A la mañana siguiente me levanté temprano. Me pegué un baño y me vestí. Cuando bajé a la cocina, Laurita se había levantado para acompañarme en el desayuno. Charlamos de que todavía no figuraba mi autorización en la página del Comité de Crisis. Le dije que tenía que recorrer prácticamente toda la provincia de norte a sur, que me llevaría varias horas y que esperaba que la autorización apareciera antes de llegar al puesto fronterizo con la provincia de La Pampa.

Subí mi carry on y la mochila al asiento trasero de la camioneta, y la bolsa con frutas y comida que me había preparado Laurita en el asiento del acompañante para tenerla a mano. Tiré arriba del tablero un folio con los permisos de circulación nacional y marplatense impresos. Nos despedimos con Laurita con besos y abrazos, y salí. Crucé el pueblo vacío por la Avenida del Sol. Los semáforos en luz amarilla intermitente de la madrugada no me detuvieron en ningún punto. Rodeé la rotonda de acceso a Merlo y tomé la ruta a Santa Rosa. Puse una playlist desde Spotify que había descargado el día anterior, con más de ocho horas de clásicos de los ochenta y noventa. La autopista estaba vacía. Paré en el peaje de Santa Rosa y usé mi tarjeta de viajero frecuente para pagar el peaje. La mujer de la cabina del peaje me reconoció y, detrás de la cortina de hule transparente de protección, agitó la mano y me gritó: «¡Chau, doctor, buen viaje!».

El sol asomó por arriba de la Sierra de los Comechingones e iluminó el paisaje rural cuando iba a mitad de camino entre Concarán y Tilisarao.
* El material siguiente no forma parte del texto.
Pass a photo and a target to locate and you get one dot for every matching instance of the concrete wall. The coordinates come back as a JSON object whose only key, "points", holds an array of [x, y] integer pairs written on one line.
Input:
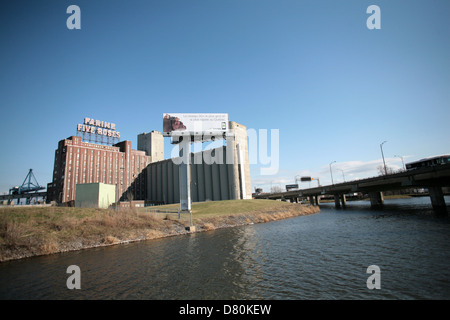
{"points": [[95, 195], [214, 181]]}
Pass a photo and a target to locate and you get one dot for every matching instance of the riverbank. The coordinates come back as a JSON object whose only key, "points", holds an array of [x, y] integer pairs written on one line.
{"points": [[34, 231]]}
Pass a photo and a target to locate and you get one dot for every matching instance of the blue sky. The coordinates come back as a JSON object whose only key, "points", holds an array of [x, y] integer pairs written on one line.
{"points": [[333, 88]]}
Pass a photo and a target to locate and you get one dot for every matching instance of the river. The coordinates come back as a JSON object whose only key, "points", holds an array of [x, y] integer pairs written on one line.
{"points": [[321, 256]]}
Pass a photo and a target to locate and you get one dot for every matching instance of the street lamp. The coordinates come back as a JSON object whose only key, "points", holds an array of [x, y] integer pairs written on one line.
{"points": [[382, 154], [402, 162], [343, 176], [331, 172]]}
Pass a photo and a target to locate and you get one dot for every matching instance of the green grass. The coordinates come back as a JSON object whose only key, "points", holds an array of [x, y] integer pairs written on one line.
{"points": [[227, 207], [28, 231]]}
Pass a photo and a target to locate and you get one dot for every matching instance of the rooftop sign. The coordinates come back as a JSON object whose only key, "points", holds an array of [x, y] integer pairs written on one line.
{"points": [[99, 129]]}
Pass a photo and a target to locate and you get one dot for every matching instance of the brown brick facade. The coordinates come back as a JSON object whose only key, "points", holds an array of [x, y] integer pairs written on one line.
{"points": [[79, 162]]}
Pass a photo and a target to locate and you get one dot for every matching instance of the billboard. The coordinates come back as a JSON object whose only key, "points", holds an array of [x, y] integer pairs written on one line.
{"points": [[194, 123]]}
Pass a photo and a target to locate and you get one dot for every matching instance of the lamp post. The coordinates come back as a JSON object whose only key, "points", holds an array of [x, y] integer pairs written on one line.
{"points": [[331, 172], [343, 176], [402, 162], [382, 154]]}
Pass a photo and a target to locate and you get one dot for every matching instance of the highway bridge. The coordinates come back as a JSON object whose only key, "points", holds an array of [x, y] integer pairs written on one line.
{"points": [[433, 178]]}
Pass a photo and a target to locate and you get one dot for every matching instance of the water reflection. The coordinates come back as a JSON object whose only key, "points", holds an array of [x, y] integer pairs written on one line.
{"points": [[322, 256]]}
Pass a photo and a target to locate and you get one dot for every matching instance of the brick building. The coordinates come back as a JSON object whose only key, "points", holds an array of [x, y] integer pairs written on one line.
{"points": [[78, 162]]}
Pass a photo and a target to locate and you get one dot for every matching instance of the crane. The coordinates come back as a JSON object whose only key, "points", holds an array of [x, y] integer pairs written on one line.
{"points": [[27, 186]]}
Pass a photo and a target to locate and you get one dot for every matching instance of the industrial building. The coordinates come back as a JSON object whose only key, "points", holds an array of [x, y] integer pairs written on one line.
{"points": [[144, 174], [218, 174]]}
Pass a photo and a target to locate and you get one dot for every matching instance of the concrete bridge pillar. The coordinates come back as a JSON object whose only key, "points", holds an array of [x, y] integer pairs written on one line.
{"points": [[376, 199], [337, 201], [343, 200], [437, 199], [317, 199]]}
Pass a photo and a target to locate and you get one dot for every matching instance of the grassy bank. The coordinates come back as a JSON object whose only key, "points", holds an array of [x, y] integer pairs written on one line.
{"points": [[31, 231]]}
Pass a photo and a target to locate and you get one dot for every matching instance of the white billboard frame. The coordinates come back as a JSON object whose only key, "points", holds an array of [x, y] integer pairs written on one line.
{"points": [[195, 124]]}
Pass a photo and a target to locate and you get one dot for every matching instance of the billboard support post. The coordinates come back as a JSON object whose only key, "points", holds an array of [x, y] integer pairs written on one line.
{"points": [[185, 128], [185, 175]]}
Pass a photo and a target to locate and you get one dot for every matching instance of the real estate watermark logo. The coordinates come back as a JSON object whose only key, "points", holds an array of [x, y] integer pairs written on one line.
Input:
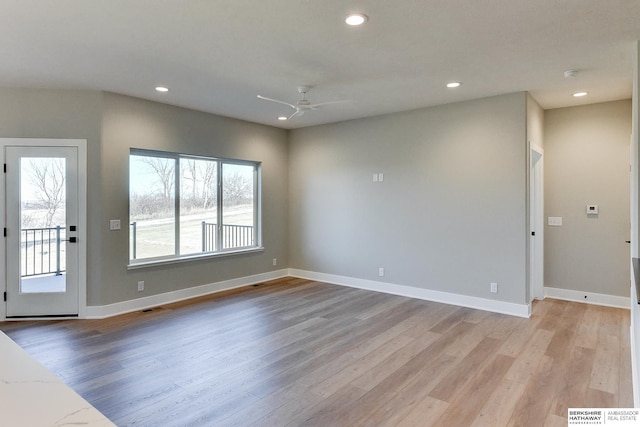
{"points": [[603, 416]]}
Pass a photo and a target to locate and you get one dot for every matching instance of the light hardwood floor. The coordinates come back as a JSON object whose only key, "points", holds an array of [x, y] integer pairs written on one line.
{"points": [[298, 353]]}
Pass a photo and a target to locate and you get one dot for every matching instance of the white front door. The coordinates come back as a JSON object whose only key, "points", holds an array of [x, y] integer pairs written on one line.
{"points": [[43, 230]]}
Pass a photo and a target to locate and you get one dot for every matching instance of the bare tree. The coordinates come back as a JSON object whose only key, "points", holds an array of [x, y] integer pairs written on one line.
{"points": [[201, 177], [48, 178], [165, 169], [238, 188]]}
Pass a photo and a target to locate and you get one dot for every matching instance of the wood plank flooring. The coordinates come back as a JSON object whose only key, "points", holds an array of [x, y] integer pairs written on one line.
{"points": [[294, 352]]}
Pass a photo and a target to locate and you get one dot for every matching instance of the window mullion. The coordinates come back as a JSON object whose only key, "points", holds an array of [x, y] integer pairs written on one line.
{"points": [[219, 238], [176, 195]]}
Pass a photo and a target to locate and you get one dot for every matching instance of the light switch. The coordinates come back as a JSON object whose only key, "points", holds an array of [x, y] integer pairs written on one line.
{"points": [[555, 221]]}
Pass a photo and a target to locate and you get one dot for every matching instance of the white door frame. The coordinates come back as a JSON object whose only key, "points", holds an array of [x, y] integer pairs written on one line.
{"points": [[81, 145], [536, 208]]}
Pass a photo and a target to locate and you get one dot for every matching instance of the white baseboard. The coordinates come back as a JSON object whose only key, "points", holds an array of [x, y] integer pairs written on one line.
{"points": [[520, 310], [103, 311], [588, 297]]}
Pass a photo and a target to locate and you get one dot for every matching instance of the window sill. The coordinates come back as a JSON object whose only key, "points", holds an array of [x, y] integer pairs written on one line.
{"points": [[188, 258]]}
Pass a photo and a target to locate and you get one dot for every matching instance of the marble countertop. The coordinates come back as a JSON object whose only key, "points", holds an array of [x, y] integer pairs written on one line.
{"points": [[30, 395]]}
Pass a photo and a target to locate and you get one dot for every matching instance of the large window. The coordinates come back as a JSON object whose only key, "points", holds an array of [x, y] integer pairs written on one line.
{"points": [[184, 206]]}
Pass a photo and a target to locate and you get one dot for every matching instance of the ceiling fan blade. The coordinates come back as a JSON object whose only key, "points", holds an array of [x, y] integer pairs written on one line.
{"points": [[275, 100], [297, 113], [320, 104]]}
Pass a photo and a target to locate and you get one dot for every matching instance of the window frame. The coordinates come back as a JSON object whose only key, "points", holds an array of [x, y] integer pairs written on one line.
{"points": [[177, 257]]}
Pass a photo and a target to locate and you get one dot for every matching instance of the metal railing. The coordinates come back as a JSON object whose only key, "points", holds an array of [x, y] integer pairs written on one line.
{"points": [[41, 249], [233, 236]]}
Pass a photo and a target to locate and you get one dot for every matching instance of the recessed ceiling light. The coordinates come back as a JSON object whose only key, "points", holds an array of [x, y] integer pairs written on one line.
{"points": [[356, 19]]}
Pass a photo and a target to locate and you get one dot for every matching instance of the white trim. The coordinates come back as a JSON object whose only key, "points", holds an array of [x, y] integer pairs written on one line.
{"points": [[81, 145], [503, 307], [103, 311], [634, 369], [587, 297]]}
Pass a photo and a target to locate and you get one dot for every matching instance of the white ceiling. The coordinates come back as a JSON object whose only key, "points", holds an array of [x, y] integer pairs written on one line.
{"points": [[217, 55]]}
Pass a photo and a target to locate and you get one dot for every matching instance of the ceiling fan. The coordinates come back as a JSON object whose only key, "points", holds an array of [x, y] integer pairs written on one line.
{"points": [[303, 104]]}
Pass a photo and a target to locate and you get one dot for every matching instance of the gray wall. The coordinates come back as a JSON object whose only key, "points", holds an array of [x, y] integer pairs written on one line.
{"points": [[131, 122], [535, 122], [587, 162], [39, 113], [112, 124], [450, 214]]}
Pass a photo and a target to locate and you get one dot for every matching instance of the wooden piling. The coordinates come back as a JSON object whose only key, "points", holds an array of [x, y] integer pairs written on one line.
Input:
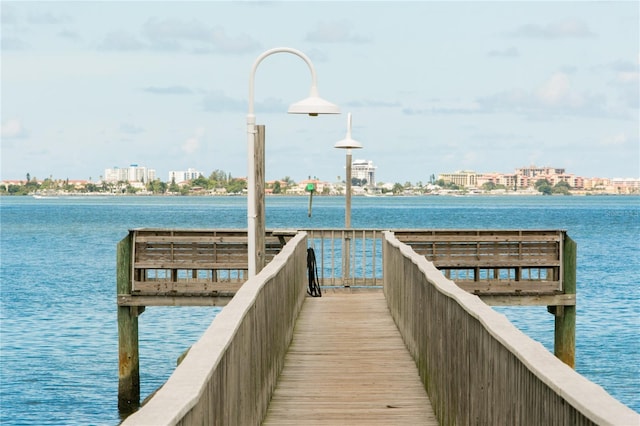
{"points": [[128, 363], [260, 225], [565, 316]]}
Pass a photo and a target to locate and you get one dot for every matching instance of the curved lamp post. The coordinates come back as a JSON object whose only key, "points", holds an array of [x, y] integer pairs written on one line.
{"points": [[313, 105], [347, 143]]}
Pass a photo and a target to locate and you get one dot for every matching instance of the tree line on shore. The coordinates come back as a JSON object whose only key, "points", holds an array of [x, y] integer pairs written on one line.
{"points": [[223, 183]]}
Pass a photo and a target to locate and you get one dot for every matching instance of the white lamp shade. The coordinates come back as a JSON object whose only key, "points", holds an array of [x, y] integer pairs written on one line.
{"points": [[348, 142], [313, 105]]}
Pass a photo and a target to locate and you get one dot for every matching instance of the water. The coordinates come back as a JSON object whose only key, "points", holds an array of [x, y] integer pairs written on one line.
{"points": [[58, 341]]}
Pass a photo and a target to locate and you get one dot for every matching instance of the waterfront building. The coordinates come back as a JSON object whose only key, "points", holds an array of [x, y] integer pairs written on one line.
{"points": [[364, 170], [134, 175], [539, 172], [462, 178], [183, 176]]}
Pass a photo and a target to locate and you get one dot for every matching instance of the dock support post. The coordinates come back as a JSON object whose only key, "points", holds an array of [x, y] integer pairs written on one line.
{"points": [[260, 226], [565, 316], [128, 363]]}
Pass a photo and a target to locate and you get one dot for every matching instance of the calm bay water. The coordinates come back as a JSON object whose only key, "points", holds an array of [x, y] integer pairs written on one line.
{"points": [[58, 330]]}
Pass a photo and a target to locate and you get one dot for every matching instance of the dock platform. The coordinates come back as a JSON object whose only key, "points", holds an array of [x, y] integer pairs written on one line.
{"points": [[347, 364]]}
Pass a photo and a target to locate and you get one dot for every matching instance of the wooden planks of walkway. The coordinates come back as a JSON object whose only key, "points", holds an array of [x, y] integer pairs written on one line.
{"points": [[348, 365]]}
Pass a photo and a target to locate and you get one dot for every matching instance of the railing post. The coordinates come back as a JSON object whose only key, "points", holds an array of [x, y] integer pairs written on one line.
{"points": [[565, 316], [260, 225], [128, 362]]}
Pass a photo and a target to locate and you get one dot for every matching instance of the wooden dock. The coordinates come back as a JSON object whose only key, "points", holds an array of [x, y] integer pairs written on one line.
{"points": [[347, 364]]}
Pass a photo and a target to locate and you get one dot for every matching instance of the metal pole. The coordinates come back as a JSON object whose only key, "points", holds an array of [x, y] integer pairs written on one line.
{"points": [[347, 224]]}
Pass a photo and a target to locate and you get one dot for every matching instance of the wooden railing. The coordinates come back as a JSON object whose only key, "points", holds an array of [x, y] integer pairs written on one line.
{"points": [[476, 366], [347, 257], [228, 376], [494, 262]]}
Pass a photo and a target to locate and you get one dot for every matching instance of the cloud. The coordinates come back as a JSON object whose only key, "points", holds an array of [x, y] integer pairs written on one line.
{"points": [[48, 18], [192, 144], [615, 140], [130, 128], [335, 32], [12, 129], [551, 99], [555, 90], [70, 35], [169, 90], [368, 103], [562, 29], [555, 96], [509, 52], [217, 101], [13, 43], [175, 35], [121, 41]]}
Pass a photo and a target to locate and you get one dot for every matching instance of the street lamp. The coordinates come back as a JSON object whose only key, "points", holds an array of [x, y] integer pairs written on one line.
{"points": [[313, 105], [347, 143]]}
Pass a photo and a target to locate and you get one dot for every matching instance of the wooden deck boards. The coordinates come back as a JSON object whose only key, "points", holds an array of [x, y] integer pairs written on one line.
{"points": [[348, 365]]}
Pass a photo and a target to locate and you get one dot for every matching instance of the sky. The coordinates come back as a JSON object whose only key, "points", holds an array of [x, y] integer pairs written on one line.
{"points": [[433, 87]]}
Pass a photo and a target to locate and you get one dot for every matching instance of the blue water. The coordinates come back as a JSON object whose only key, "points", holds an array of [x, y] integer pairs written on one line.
{"points": [[58, 330]]}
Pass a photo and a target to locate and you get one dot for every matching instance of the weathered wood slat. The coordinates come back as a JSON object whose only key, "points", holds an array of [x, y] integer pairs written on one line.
{"points": [[160, 264], [510, 287], [185, 288], [347, 364]]}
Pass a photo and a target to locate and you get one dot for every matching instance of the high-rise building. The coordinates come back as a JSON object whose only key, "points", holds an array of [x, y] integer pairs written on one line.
{"points": [[131, 174], [364, 170], [184, 176]]}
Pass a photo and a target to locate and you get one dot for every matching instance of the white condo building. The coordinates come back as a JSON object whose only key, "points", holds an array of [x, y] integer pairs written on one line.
{"points": [[131, 174], [184, 176], [364, 169]]}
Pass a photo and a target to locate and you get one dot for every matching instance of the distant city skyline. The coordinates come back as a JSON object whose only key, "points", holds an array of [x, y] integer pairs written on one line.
{"points": [[433, 87]]}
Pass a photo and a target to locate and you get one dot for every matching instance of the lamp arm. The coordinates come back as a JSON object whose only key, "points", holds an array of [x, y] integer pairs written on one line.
{"points": [[251, 115]]}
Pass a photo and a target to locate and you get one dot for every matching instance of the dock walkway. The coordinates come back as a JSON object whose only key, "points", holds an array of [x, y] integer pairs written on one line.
{"points": [[347, 364]]}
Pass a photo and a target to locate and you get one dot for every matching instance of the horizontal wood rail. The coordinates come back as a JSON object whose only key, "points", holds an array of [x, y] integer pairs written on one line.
{"points": [[190, 263], [494, 262]]}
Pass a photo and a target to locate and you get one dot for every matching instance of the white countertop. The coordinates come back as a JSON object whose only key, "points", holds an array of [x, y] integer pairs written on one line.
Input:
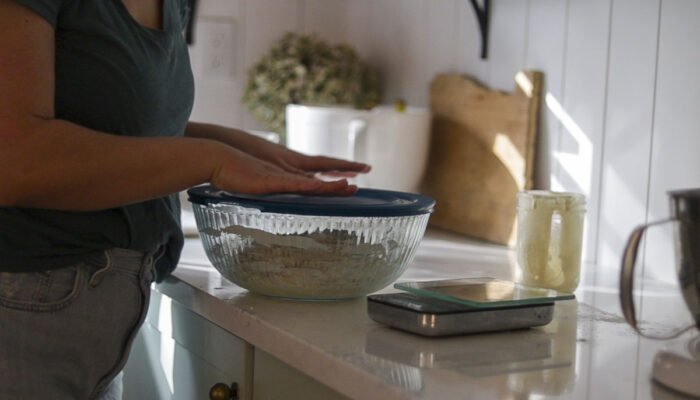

Al llegar a Naschel entré a una YPF para comprar un café y cargar gasoil. Cuando estaba bajando de la camioneta me sonó el teléfono; «número privado». Atendí la llamada. Era un hombre del Comité de Crisis que había leído el último mensaje que yo había cargado en el sistema la noche anterior en el que decía que comenzaría mi viaje a la madrugada, aunque no estaba librada la autorización y que esperaba que apareciera durante mi trayecto. En el mensaje aclaraba que el estado de salud de mi papá era crítico y que no tenía más tiempo, que tuvieran toda la consideración posible al respecto. El hombre me dijo que me iban a autorizar, pero que faltaban algunos pasos administrativos. Le dije que ya estaba en camino y que en unas dos horas llegaría al paso fronterizo, que esperaba que para entonces se pudieran haber dado esos pasos. Me dijo que creía que sí.